Premoney and Postmoney Valuation

Phil M RajuUncategorized0 Comments

“The world is terribly apt to take people at their own valuations”

-Amelia B Edwards

This is the reason that there can be no set formula or method to value something. Premoney valuation and Postmoney valuation are terms that have evolved due to the evolution of this new startup culture and the increase in the number of people wanting to invest in other people’s ideas. These are two valuations or estimates that can be given for a business or a company’s worth. At the time of investment or bringing in more capital into a business, it is necessary to assess the value of that particular business. This assessment is then used to figure out the change in shareholding and the new share of the investors. This is why it becomes critical to use the correct valuation so that the founders may not be cheated or tricked into releasing more equity than is deserving.

Premoney Valuation

Premoney Valuation is the value of the combined assets and gains of the company equated with it’s liabilities and losses before an incoming investment or the company going public or addition of further capital. This is very useful in assessing the share ratios and amount of investments of the shareholders.

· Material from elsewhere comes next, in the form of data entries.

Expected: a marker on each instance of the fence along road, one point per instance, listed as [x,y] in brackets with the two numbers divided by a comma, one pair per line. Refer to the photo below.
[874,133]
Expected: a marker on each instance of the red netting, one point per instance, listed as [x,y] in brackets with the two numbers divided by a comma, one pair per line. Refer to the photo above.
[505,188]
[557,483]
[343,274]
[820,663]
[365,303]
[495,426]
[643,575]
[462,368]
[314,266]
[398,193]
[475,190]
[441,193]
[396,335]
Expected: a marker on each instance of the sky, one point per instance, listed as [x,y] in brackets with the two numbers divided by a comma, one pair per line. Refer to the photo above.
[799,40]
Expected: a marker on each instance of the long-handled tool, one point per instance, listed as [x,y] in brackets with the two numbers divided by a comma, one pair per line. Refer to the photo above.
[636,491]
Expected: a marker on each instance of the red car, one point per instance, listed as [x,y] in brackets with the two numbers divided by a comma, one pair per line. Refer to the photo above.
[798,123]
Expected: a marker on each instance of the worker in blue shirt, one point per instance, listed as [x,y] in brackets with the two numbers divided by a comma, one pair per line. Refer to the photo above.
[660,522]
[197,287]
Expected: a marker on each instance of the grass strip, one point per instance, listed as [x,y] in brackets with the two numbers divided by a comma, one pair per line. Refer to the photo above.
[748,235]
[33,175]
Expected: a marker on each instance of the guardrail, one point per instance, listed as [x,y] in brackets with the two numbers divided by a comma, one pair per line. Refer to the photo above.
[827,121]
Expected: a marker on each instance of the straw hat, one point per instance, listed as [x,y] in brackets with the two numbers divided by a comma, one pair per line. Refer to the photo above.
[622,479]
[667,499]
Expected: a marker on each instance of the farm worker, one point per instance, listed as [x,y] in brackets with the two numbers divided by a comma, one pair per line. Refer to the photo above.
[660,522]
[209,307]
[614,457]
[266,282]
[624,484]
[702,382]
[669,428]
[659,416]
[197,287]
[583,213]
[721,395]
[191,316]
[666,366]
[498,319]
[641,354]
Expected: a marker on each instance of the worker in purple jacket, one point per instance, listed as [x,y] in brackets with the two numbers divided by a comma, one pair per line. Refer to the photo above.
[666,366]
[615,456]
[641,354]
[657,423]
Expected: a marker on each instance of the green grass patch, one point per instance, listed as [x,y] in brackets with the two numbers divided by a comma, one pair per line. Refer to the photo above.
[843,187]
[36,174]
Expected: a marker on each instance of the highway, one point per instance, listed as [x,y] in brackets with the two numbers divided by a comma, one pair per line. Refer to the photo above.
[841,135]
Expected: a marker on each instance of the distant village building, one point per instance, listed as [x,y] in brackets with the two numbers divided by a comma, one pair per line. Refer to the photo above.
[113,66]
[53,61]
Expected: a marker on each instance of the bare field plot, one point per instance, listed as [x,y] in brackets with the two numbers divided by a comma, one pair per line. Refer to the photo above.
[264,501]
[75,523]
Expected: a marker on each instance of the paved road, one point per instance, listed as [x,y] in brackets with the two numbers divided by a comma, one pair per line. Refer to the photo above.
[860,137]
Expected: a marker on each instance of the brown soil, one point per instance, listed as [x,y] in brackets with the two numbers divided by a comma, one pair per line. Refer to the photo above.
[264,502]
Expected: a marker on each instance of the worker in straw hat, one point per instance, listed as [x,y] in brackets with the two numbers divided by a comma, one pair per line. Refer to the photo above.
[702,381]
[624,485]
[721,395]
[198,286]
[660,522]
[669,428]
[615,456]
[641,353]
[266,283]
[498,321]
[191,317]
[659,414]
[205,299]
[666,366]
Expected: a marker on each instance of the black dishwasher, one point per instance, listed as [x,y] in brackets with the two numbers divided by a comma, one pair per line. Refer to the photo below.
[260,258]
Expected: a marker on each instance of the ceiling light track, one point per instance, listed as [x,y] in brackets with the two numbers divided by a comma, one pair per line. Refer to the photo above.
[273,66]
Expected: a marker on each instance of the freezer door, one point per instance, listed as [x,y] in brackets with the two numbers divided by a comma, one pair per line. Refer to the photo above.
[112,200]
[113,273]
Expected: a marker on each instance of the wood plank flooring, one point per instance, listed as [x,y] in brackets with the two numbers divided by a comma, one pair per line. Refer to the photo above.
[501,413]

For eg. If Mr. Ramkumar is interested in investing INR 5,00,000 into a company called Holyfist Pvt. Ltd. which has a combined asset total of INR 15,00,000 with Liabilities of INR 5,00,000. The Premoney valuation of Holyfist Pvt. Ltd. is not INR 15,00,000 but instead it is INR 10,00,000 because a premoney valuation is the sumtotal of a company’s assets and liabilities without the new investment.

Postmoney Valuation

Postmoney Valuation is the value of the combined assets and gains of the company equated with it’s liabilities and losses plus the incoming investment from the company going public or addition of further capital. This is also very useful in assessing the shareholders’ profit-sharing ratios and the change in the shareholdings.

For eg. If Mr. Ramkumar is interested in investing INR 5,00,000 into a company called Holyfist Pvt. Ltd. which has a combined asset total of INR 15,00,000 with Liabilities of INR 5,00,000. The Postmoney valuation of Holyfist Pvt. Ltd. is not INR 10,00,000 but instead it is INR 15,00,000 as the Postmoney valuation of a company is the final summation of a company’s assets and liabilities along with the new capital or investment that came in.

Calculating Premoney Valuation and Postmoney Valuation

There are various methods of calculating the Premoney valuation and Postmoney valuation of the company and assessing the profit-sharing ratio for the shareholders. There are so many different methods used as the factoring criterion and the weightage of different variables tends to vary from person to person and business to business. The various factors that are relevant while calculating the Equity to be distributed and shareholding of a company can also be looked into.

Some of the different methods of calculating the Premoney valuation and Postmoney valuation have been illustrated in an informative article by Stéphane Nasser. Calculating Postmoney valuation from Premoney valuation should not be difficult at all as postmoney valuation is just added with new investment. There are various online calculators that are used by founders and startups to assist them through the investment process.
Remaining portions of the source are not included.